The Sound
Sound comes from different air compressions, resulting from different vibrations such as: the vibration of the vocal cords (voice), the vibrating strings of a violin, the vibrating strings of a piano, the vibration of a drum, the vibration of the reed of a horn, the vibration of a speaker, etc.
There must be a source producing the sound. And that sound is audible for us humans due to the constitution of our ear, which is represented in Figure 1:
- The outer ear constituted by the ear and the external auditory canal, whose function is to capture and transmit the air pressure variations through the channel.
- The middle ear, whose function is to convert those pressure variations into vibrations, through the use of the eardrum (tympanic membrane), which is connected to a set of three small bones, the hammer (malleus), the anvil (incus) and the stirrup (stapes). This set of 3 little bones captures and magnifies the effect of the vibrations of the eardrum and transmits them to the inner ear.
- The inner ear constituted by a snail-shaped, liquid filled, bone structure, the cochlea, to which the stirrup transmits the magnified vibrations. This cavity is, in turn, enveloped by thousands of nerve terminals, each transmitting specific frequency information to the brain.
It is in the brain that this information is transformed into the sound we can hear, and can be either irritating noise, or a harmonic music.
These changes in the air pressure are picked up by microphones, which convert them to electromagnetic waves, as shown in Figure 2. Devices like the microphone, which converts between different forms of energy, in this case acoustic to electromagnetic, are called transducers.
Until now, we only spoke about analog values. It’s now time to convert from analog to digital, starting with our new electromagnetic wave.
Analog to Digital
In a simple and uniform representation of a sound wave, we have emphasized its main characteristics, intensity and frequency, as shown in Figure 3.
- The intensity is the value of the difference between the highest and the lowest wave peaks.
- The frequency is the number of cycles repeated by second. It is measured in Hz, or cycles/second.

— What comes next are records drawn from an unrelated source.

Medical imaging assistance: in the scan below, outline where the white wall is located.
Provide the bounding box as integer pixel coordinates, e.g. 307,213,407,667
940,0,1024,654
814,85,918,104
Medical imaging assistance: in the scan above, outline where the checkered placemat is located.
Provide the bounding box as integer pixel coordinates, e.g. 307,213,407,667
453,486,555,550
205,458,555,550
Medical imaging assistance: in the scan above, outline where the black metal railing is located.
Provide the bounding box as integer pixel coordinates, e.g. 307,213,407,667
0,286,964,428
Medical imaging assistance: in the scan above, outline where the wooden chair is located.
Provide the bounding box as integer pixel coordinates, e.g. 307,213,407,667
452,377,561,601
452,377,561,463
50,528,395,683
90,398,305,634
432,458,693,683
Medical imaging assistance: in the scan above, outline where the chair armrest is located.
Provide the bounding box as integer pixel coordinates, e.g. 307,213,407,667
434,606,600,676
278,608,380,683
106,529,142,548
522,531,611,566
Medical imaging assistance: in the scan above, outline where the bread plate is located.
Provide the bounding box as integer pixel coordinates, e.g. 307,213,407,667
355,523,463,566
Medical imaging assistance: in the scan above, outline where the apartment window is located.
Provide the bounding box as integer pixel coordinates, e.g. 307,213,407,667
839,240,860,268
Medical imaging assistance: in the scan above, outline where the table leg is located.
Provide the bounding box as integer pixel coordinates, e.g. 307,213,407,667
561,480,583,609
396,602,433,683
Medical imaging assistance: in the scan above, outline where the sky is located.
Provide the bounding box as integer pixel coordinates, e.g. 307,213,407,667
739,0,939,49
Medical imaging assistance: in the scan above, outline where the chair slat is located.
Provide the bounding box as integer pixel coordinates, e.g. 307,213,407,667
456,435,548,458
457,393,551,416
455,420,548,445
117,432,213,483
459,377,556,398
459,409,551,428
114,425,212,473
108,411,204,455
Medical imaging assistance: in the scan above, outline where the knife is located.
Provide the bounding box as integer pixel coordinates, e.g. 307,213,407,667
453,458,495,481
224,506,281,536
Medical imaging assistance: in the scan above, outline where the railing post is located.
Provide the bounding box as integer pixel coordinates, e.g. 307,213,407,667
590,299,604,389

- The cycle is the difference between two points where the shape of the wave repeats itself.
A sound wave is a lot more complex than the waves we have been showing, but keep in mind that this work is not actually about sound, but rather about how sound is digitalized.
Continuing with our simple wave, let’s now represent its digitalization at 4 bits (0 to 15) with a reduced sampling, as shown in Figure 4. The digital waveform that results from the collected sampling is represented in blue.
The grid of lines and columns represents binary values of 4 bits, from 0000 (0) to 1111 (15), evolving from the origin of both the X and Y-axis.
The blue line (digital wave) represents, at each point, the closest binary value of the Y-axis, at each intersection of the analog wave with the sequential binary values from X-axis. The resulting binary values at each point are represented near that point in blue.
The binary representation of this simple piece of sound wave, with this reduced sampling, and so few bits, would be:
0111 1011 1101 1110 1111 1111 1110 1011 1000 0100 0001 0000 0000 0001 0100 0111
But, both the number of bits used to represent the different values of the wave, as well as the sampling rate, are very different from reality, if we consider the complexity of a sound wave, and the need to represent it in a reliable fashion.
If we listened to music recorded in these conditions, we would only hear a succession of sounds (portions of what we wanted to record), which would only seem vaguely similar to what was being recorded with a great dose of imagination and good will.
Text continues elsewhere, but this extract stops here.